Kültürden “anladığımız nedir” ve “anlaşılması gereken nedir” arasında değerlendirilmek üzere, yukarıda İbda Mimarı’nın altını çizdiği “aydın tabaka”nın tezahürünün zorunluluğu sanırım anlaşılmıştır. Mehter, konser ve halk oyunları organizasyonları ile kültür alışverişinin gerçekleşmeyeceği ortada.

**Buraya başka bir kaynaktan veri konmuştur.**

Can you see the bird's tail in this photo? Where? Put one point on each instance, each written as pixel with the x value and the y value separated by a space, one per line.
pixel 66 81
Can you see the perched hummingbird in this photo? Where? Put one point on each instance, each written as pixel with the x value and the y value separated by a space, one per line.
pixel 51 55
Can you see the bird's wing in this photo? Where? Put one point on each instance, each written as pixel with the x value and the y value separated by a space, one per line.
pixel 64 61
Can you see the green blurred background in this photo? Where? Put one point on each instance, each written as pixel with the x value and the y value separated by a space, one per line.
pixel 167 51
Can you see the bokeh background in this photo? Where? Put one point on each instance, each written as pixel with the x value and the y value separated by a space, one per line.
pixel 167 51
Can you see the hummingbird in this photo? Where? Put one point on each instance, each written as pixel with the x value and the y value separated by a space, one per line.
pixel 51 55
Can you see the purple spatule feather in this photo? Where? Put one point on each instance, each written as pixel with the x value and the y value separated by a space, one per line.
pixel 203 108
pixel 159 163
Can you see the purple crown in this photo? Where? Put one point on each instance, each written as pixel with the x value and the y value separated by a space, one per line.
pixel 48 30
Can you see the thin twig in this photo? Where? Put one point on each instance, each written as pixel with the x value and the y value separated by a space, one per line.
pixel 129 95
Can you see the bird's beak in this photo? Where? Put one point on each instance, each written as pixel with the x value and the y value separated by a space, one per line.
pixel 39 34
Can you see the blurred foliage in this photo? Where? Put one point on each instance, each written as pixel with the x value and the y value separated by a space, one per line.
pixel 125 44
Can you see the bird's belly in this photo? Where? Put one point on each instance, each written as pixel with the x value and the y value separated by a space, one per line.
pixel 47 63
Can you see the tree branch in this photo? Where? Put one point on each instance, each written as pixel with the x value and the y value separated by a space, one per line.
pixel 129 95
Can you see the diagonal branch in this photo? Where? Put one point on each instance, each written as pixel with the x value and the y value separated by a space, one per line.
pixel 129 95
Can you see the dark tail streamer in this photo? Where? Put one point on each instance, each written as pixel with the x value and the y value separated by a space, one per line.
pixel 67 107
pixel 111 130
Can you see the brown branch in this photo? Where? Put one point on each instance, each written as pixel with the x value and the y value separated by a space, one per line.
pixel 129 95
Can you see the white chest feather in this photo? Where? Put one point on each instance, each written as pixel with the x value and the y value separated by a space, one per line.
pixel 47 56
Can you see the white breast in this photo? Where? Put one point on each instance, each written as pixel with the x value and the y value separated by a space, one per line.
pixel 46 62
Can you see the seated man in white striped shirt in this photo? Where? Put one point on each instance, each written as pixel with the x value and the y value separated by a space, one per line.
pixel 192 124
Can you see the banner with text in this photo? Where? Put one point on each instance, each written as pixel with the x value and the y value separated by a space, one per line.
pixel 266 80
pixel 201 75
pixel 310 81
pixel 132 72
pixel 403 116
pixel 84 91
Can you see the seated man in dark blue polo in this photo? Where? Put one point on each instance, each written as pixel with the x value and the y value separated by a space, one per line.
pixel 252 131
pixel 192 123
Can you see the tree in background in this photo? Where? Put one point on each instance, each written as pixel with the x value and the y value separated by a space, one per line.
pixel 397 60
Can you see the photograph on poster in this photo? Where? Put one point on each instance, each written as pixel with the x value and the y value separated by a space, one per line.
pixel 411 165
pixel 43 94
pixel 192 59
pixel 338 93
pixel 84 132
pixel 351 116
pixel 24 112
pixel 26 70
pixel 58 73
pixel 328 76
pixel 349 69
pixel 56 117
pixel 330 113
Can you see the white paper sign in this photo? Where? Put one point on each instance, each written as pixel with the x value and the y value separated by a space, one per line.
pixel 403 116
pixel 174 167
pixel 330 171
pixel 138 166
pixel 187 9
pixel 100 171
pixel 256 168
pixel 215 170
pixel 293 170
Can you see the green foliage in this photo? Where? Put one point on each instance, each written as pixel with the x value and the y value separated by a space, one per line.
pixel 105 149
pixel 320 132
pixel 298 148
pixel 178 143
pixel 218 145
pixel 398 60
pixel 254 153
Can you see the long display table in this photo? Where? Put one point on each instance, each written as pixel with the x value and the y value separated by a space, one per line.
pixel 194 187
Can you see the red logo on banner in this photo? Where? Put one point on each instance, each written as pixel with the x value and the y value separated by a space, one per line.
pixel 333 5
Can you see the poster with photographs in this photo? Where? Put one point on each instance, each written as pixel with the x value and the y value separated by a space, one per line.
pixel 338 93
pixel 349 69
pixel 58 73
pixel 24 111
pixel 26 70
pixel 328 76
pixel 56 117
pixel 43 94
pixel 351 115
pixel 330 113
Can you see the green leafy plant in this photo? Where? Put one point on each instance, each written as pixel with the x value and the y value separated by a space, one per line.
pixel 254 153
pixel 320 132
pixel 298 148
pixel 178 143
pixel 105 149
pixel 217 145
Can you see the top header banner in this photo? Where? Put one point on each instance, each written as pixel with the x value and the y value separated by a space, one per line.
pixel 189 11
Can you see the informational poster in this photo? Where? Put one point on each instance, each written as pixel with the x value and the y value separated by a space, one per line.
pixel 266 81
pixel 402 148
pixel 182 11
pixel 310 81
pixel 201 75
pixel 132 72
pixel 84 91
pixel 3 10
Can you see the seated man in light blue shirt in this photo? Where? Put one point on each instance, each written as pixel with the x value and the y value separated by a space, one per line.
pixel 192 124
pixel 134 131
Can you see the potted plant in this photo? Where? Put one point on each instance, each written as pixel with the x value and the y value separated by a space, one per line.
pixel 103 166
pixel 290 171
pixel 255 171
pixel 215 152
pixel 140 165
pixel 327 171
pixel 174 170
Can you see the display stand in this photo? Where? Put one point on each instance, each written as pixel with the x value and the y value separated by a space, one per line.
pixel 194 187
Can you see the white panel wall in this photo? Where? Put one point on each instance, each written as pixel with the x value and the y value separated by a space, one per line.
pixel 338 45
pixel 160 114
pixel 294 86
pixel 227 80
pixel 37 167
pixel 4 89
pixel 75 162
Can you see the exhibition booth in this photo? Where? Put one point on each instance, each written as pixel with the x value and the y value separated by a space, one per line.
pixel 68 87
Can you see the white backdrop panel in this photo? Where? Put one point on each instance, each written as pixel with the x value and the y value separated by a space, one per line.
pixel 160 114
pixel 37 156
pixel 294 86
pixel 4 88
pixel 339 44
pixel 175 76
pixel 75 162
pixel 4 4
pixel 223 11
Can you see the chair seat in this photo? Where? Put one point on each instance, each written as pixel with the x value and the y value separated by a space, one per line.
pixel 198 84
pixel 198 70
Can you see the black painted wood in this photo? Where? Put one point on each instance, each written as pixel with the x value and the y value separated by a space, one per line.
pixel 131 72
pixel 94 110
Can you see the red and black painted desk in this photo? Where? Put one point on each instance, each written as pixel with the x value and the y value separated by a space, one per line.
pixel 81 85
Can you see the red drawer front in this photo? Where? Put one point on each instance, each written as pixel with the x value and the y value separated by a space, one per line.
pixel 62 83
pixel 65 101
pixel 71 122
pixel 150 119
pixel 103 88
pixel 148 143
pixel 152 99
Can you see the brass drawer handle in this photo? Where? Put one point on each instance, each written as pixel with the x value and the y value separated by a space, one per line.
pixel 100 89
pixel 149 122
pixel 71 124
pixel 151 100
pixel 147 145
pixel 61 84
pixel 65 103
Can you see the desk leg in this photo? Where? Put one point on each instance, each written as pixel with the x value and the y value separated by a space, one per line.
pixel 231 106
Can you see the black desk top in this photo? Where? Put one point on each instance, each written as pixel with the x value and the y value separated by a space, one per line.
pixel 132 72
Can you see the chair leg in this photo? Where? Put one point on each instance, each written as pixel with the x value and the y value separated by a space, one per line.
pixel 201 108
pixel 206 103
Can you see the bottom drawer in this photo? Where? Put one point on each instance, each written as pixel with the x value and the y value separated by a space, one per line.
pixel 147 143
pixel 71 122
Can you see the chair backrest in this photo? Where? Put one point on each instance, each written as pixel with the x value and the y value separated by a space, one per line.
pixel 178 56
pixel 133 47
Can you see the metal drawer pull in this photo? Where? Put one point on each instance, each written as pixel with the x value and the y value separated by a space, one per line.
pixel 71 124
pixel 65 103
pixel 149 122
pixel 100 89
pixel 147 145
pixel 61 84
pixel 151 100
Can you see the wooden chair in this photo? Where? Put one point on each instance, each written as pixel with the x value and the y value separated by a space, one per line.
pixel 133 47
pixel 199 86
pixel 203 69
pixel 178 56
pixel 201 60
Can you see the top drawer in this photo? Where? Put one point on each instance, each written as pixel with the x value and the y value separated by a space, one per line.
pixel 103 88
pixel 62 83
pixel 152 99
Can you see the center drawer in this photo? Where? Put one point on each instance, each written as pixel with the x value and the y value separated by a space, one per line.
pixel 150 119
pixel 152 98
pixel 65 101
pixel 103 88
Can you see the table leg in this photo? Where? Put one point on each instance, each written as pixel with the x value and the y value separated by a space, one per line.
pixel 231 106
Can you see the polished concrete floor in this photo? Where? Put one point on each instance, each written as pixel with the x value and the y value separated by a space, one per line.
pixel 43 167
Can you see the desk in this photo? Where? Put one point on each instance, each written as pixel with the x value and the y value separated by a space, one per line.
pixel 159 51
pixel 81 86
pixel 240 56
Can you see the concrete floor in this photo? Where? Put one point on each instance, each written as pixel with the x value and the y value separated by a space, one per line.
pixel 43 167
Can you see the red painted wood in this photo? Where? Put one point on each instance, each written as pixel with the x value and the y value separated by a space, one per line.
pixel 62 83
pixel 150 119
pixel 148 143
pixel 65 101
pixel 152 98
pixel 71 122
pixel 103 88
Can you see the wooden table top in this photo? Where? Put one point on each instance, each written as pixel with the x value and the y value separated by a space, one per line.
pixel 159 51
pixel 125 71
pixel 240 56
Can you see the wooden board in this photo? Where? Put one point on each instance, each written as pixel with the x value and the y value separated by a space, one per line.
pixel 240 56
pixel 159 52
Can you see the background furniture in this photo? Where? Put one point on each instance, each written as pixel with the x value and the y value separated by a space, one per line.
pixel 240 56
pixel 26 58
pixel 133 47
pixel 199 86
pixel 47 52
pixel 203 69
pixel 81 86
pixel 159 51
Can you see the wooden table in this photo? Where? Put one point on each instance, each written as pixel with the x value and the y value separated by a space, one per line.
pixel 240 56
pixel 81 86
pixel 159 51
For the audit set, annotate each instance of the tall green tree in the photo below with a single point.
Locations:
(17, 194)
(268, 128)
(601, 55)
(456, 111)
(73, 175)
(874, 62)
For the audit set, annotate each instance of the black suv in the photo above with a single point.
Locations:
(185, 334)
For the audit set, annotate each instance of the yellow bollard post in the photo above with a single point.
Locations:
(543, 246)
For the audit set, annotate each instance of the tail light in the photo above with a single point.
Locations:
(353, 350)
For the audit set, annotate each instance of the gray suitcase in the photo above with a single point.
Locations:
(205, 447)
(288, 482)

Diğer yandan Kültür-sanat organizasyonlarında, bizim daha önce dile getirdiğimiz kültür ve sanattaki “tröstleşme” bir şekilde kırılmalıdır. Organizasyon “biçimleri” üzerinde “yeni” öneriler ve teklifler değerlendirilmeli, sanatçılardan kendi köşelerinde, bir yandan yan işler yapmak zorunda kalıp (geçinmek için) bir yandan da sanat eseri vermeleri beklenmemeli, desteklenmelidir. Sinemada son yıllarda verilen desteklerin ne kadar güzel işlerin ortaya çıkmasına vesile olduğu Semih Kaplanoğlu örneği üzerinden görülüyor. Bu desteğin resim, tiyatro, İslâm sanatları alanlarına da yaymanın elzem olduğu ortada.

Umarız bu toplantı hem Hayreddin Soykan gibi 28 Şubat gazilerinin kurtuluşuna, hem de kültür politikaları anlamında “yeni” adımların atılmasına vesile olur…

AKADEMYA’NIN YENİ SAYISI
Akademya dergisinin Kış dönemi yeni sayısı geçtiğimiz Cuma günü çıktı. Biraz muhtevasından bahsetmek istiyorum. Bu sayı Dostoyevski özel sayısı gibi oldu. Çünkü iki önemli yazarımız birbirlerinden habersiz olarak Dostoyevski üzerine makaleler gönderdiler. Kadim Akademya yazarı Kenan Durdu, “Anna G. Dostoyevski’nin Hatıratı” başlıklı, daha önce Rusça’dan tercüme ettiği eser hakkında bir makalesi ile Yılmaz Aksu “Dostoyevski’nin Piyano Cıvatası” başlıklı makalesi ile bu sayıda yer aldı.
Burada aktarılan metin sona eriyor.